O Campeonato Paraibano de Futebol Feminino começou há mais de 25 anos, mas antes disso já havia uma movimentação em João Pessoa para dar o primeiro passo na modalidade feminina. Em 1991, um homem chamado Antônio Carlos Andrade de Medeiros, conhecido como Baza[1], promoveu um campeonato de futebol feminino de campo em João Pessoa. Disputaram as partidas os seguintes times: Marista, Palmeiras, Monte Castelo, União do Rangel, Grêmio Futebol Clube e o Ibis Atlético Clube, com vitória do Monte Castelo. Baza conta que, apesar de ele ter entrado com a ajuda prática para que o campeonato pudesse acontecer, quem comandava tudo era uma das atletas, Maria Rejane. Inclusive, foi ideia dela a criação do primeiro campeonato.

O primeiro Campeonato Paraibano de Futebol Feminino, então, aconteceu em 1991, mas sem oficialização, porque não foi organizado pela Federação Paraibana de Futebol (FPF). Este pode ser considerado como uma espécie de preparação para o campeonato oficial. Como já organizava os eventos da Prefeitura de João Pessoa, Baza também organizou o campeonato de 1991. Foi o primeiro da sua carreira no futebol feminino. O primeiro time de futebol feminino a surgir em João Pessoa, pela memória de Baza, foi o Monte Castelo, formado apenas por mulheres, no bairro do Castelo Branco.
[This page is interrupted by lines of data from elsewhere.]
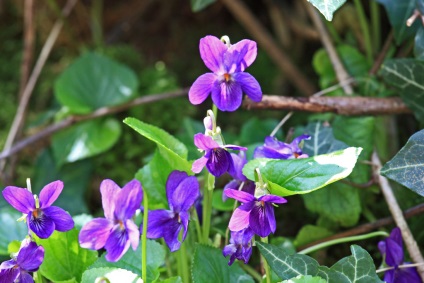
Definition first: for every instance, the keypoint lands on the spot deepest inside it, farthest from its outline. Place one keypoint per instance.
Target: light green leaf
(322, 140)
(309, 234)
(209, 265)
(198, 5)
(113, 275)
(94, 81)
(85, 140)
(327, 7)
(131, 261)
(64, 259)
(407, 167)
(301, 176)
(171, 149)
(338, 202)
(287, 266)
(405, 75)
(357, 268)
(399, 12)
(305, 279)
(10, 229)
Em 1995 a FPF organizou o primeiro Campeonato Paraibano de Futebol Feminino. Apesar de os times não precisarem de filiação, o campeonato foi promovido pela Federação. Fizeram parte desta data histórica os clubes Monte Castelo, Clube Recreativo do Flamengo, Santa Cruz de Santa Rita, Mamanguape Esporte Clube, SeleRocha Futebol Feminino, Sociedade Esportiva Manaíra, Gama, Comercial Esporte Clube e Santos Futebol Clube. O Monte Castelo entrou para história como o primeiro time campeão na modalidade, com a presença de Gleide Costas – atual técnica do time feminino do Botafogo-PB – como atleta, ao lado de Maria Rejane. Foi um campeonato aberto, tendo o Flamengo e o Santa Cruz como únicos clubes filiados à FPF.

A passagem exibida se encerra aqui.